Ruth Webber (WA, Australian Labor Party) Share this | Link to this | Hansard source
Mr President, I ask a supplementary question. Given the minister’s answer and the fact that the program finishes in 12 months and the rebate has been halved, doesn’t that mean that the program is in fact being phased out? Given the minister’s grandiose rhetoric about climate change, aren’t solar energy programs a small price to pay for a potentially significant contribution to clean energy?

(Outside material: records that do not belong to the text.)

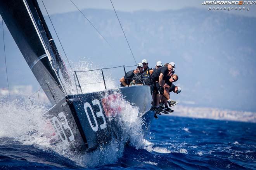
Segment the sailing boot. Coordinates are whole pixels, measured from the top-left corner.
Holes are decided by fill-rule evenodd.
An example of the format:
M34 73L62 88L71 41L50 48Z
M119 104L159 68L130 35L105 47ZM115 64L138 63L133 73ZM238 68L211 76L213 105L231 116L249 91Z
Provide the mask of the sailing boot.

Ian Campbell (WA, Liberal Party, Minister for the Environment and Heritage) Share this | Link to this | Hansard source
They say that we have slashed the rebates. They would rather have higher rebates and fewer solar roofs. What we say is that we would rather get more solar roofs for the money. I have already extended the solar roofs program. I intend extending it again, but I want to make sure we get better value for money. I want to make sure we get more greenhouse gases out of the atmosphere for every taxpayer’s money. Senator Webber seems to think she would rather give people more money for less greenhouse gas abatement. I think if you care about climate change you will ensure that you get more greenhouse gas abatements per dollar of taxpayers’ money.